(Above image is a capture of decorative iron work close to Dunfermline Abbey.)

Dunfermline is a large town (pop 50,0000) which is located in the east of Scotland, about 25 miles N.W. of Edinburgh. The name may be derived from the 'fort of Parlan' in turn connected with Clan MacFarlane.

Due to the town's high elevation, the location offers excellent views over the Firth of Forth (waterway) to the south and three important bridge crossings to the east, including the new Queensferry Crossing.

Key features are:
Medieval Abbey and former Royal Palace.

The Abbey evolved from a Priory, inspired by Princess Margaret in the 11th century, adjacent to the Royal Palace.

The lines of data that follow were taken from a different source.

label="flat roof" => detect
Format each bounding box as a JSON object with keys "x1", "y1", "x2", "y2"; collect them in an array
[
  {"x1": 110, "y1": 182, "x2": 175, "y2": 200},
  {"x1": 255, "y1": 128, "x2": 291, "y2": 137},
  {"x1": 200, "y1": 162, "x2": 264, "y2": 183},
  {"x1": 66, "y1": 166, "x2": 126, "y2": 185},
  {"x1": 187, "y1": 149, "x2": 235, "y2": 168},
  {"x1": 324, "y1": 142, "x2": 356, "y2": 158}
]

The Priory was upgraded to Abbey status in the 12th century by King David I. Image below shows the current Abbey Church with two distinct architectural styles. The right half (east) was substantially rebuilt in the 19th century following structural collapse whilst the western section was preserved. As illustrated above, the interior of the western section features arcades of circular piers with spiral and chevron decoration. Note also impressive western doorway featuring in image no 3 below. The western section is a visitor attraction managed by Historic Scotland whilst the eastern section is a living Presbyterian church. In the latter section can be found the burial-place of legendary Scottish King, Robert the Bruce (1274-1329).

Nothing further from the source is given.